Che significa infatti “momento di un'unità”? E che cosa vuol dire che, nell'ambito di questo usum, un momento determina l'altro?

Qui veramente Korsch cade nell'errore da lui rimproverato a Lenin nell'Anticritica, di un capovolgimento puro e semplice dell'hegelismo che

“nei migliore dei casi condurrebbe a una modificazione esclusivamente terminologica”

È proprio quello che fa il Korsch, con la sua frase “metafisica”, sui... momenti dell'Uno (che sarebbe poi questo Uno se non l'Assoluto?) e sulla sua intensa determinazione!

Naturalmente non è questa l'unica contraddizione in cui cade il Korsch, anche se è la più grave ed è di fondamentale importanza. Così, da una parte egli vuole rivalutare la filosofia e le ideologie in genere, dall'altra considera probabile una futura radicale estinzione della filosofia anche come logica formale e dialettica, “dottrina del pensiero e delle sue leggi” (Engels) e perfino delle scienze positive. Per quel che riguarda Lenin, a parte le differenze del tono (encomiastico in “Marxismo e filosofia”, denigratore nell'Anticritica), nella sostanza ora lo giudica un “dialettico” che pretende di capovolgere Hegel senza “superarlo”, ora un materialisma volgare, ora un illuminista prekantiano, talvolta infine un esponente del “partito politico pratico che si illude di poter sopprimere (praticamente) la filosofia senza realizzarla (teoricamente)” (dove risalta fuori, fra l'altro, quel minimo di necessaria distinzione fra teoria e prassi).

Ma clamorosa è pure la cantonata che Korsch finisce col prendere a proposito degli stessi Marx e Engels.

Così il nostro Autore si lascia scappare una preziosa citazione di Marx che basterebbe a far cadere tutti i suoi conati per provare la... ortodossia marxista della negazione del realismo. Marx infatti - citato da Korsch! - afferma che l'oggetto compreso dal pensiero, in quanto reale “rimane, sia prima che dopo, saldo nella sua indipendenza fuori della mente”. Che si vuole di più? (Né ci si venga a dire che Marx, rivendicando l'indipendenza dell'oggetto “fuori della mente” faceva riferimento al solo pensiero teoretico, e non anche, come il passo lascia intendere chiaramente, alla mente umana in tutte le sue manifestazioni tecniche e pratiche). Così Korsch, dopo aver ricordato in nota che Engels

“al di sotto del condizionamento “ultimo” di tutti i fenomeni storico-sociali (...) da parte dell'economia individua in ultima istanza ancora un “condizionamento naturale” (L'ultimo di tutti!)”
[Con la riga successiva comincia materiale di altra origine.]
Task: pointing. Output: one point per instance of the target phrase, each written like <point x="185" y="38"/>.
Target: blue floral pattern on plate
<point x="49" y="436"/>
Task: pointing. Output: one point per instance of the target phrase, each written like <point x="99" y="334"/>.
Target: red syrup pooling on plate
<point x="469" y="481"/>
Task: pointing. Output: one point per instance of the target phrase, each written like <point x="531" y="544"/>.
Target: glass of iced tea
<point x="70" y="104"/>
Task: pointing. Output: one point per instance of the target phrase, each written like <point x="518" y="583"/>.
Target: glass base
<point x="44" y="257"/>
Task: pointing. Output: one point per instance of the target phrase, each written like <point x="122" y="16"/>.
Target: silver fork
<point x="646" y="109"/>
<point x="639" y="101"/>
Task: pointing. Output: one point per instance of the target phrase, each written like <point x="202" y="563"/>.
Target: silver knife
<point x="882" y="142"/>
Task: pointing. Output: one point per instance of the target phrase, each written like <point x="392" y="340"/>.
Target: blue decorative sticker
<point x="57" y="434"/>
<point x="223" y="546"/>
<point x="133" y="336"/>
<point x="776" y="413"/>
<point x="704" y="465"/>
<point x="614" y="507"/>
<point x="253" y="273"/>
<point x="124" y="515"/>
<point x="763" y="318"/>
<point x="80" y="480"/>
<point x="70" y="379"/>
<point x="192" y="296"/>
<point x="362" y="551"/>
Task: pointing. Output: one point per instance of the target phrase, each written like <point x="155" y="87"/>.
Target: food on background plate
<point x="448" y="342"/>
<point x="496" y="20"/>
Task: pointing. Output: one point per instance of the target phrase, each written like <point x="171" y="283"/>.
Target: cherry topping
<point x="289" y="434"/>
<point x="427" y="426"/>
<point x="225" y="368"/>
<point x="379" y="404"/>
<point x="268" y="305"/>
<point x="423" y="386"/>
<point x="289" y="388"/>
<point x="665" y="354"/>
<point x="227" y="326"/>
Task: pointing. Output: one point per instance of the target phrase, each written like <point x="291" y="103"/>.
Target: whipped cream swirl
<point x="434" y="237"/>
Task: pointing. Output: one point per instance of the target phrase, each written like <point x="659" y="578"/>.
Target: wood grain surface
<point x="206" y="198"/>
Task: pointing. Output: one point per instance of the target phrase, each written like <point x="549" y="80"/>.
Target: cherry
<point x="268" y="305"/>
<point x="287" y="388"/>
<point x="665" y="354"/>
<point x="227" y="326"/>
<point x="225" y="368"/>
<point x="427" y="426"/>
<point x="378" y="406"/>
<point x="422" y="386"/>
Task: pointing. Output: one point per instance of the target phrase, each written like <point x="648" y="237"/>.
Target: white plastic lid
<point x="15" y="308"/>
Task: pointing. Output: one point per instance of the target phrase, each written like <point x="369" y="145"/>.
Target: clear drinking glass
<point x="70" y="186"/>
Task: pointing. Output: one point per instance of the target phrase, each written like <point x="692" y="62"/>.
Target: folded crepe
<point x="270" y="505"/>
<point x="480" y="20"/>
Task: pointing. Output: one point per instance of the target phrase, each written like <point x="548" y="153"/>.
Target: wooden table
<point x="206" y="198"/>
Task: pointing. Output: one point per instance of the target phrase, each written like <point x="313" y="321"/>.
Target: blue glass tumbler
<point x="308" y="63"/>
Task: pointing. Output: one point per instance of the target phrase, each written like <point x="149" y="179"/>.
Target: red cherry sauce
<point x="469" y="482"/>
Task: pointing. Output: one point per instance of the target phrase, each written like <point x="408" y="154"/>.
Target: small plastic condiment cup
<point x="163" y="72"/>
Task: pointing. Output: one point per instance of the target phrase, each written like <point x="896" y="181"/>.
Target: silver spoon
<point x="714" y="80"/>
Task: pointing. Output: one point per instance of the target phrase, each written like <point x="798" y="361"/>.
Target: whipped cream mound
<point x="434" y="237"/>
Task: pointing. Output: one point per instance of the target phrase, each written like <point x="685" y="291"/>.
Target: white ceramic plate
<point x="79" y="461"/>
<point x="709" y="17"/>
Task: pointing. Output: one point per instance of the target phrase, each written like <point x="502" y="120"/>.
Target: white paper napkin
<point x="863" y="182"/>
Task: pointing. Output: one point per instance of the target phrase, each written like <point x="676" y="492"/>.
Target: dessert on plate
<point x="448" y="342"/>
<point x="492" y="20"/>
(ancora una volta: che si vuole di più?) afferma che ciò non è in contrasto con le sue tesi sul rapporto tra coscienza e realtà, giacche Engels, nello stesso “Anti-Düring”, ha respinto ogni concezione che ponga la coscienza, il pensiero come “qualche cosa di dato, di contrapposto a priori all'essere, alla natura”. Qui mi sembra proprio che Korsch capisca Esgels alla rovescia.

Qualche tempo fa ci è capitato di leggere un passo di uno scrittore di parte cattolica il quale affermava che secondo il pragmatismo (più genuino) “la coscienza e lo spirito non esauriscono la natura e il reale, ma ne diventano, se mai, un aspetto, una funzione”.
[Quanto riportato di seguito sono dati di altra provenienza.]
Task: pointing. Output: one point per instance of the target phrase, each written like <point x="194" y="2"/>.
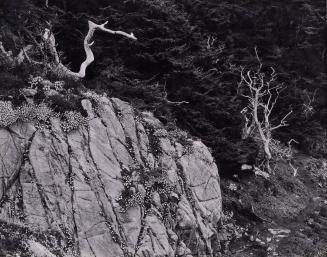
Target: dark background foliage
<point x="191" y="50"/>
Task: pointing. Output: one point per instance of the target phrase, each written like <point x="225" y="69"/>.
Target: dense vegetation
<point x="189" y="51"/>
<point x="186" y="68"/>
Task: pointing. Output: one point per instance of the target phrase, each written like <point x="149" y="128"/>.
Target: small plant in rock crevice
<point x="139" y="186"/>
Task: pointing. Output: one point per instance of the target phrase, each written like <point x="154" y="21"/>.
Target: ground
<point x="284" y="215"/>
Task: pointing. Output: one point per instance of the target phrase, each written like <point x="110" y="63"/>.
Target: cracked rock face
<point x="122" y="186"/>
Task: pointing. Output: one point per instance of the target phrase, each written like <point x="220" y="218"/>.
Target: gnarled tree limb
<point x="61" y="68"/>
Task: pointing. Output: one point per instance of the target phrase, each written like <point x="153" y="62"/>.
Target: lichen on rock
<point x="119" y="186"/>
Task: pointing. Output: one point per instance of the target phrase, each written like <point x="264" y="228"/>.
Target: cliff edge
<point x="122" y="185"/>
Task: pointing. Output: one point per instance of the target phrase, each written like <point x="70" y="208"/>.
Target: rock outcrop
<point x="121" y="186"/>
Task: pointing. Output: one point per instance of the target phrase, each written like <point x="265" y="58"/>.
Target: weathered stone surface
<point x="122" y="186"/>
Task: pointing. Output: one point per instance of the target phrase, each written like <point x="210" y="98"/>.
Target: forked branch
<point x="61" y="68"/>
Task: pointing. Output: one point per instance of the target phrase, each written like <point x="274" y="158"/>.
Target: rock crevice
<point x="122" y="186"/>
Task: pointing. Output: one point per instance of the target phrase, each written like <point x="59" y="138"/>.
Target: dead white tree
<point x="61" y="68"/>
<point x="56" y="65"/>
<point x="262" y="92"/>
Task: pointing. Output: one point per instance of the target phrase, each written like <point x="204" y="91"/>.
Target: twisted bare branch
<point x="61" y="68"/>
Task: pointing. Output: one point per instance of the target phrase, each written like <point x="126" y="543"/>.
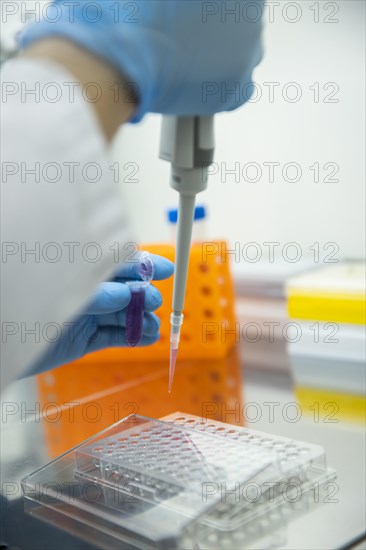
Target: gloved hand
<point x="184" y="57"/>
<point x="102" y="324"/>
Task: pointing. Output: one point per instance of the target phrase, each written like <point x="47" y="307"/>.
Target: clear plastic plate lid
<point x="153" y="483"/>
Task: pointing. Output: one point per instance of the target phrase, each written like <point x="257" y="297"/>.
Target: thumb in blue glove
<point x="103" y="323"/>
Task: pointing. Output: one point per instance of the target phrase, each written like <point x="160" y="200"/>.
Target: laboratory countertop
<point x="270" y="406"/>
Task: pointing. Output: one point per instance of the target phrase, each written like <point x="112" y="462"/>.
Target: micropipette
<point x="135" y="309"/>
<point x="188" y="143"/>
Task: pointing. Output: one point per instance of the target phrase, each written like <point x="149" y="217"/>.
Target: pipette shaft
<point x="188" y="143"/>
Ora Engels - e più a proposito essendo il suo “genuino materialismo” - non dice in fondo nulla di diverso (anche se naturalmente lo dice meglio): iI pensiero non esaurisce la realtà, né ad essa si contrappone frontalmente (il passo capito alla rovescia da Korsch), perché il pensiero stesso è una funzione della realtà, più esattamente di quella particolare realtà che è il cervello dell'uomo.
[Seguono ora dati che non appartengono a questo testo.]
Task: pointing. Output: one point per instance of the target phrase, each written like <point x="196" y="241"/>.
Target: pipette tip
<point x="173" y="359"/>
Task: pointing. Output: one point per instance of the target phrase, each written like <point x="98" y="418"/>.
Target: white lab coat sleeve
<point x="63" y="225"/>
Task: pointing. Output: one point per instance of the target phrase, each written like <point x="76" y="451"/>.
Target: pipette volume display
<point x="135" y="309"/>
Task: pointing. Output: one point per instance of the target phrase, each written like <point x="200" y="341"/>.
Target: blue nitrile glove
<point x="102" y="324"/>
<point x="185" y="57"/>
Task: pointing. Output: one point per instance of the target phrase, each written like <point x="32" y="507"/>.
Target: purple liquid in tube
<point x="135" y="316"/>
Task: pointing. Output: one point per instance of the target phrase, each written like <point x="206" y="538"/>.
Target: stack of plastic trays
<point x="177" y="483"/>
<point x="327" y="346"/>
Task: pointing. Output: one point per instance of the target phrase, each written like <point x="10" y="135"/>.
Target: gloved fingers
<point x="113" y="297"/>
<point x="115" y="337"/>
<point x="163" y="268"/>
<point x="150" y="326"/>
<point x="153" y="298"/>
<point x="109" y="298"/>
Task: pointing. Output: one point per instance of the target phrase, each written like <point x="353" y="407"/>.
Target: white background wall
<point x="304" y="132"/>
Ahimè, Korsch non si limita a travisare le pur chiarissime proposizioni dell'Anti-Dühring, ma le nega esplicitamente nella sua prima Appendice, nella quale anche egli contraddice due volte se stesso!

Egli infatti dapprima nega l'identità tra coscienza ed essere affermata in “Marxismo e filosofia”, ma pur ribadendo la sua fede un po'... plotiniana nell'Uno, con linguaggio privo di senso (ed egli stesso parla, come si può vedere, con scarsa convinzione), afferma la priorità (nell'Uno) del momento essere sul momento coscienza.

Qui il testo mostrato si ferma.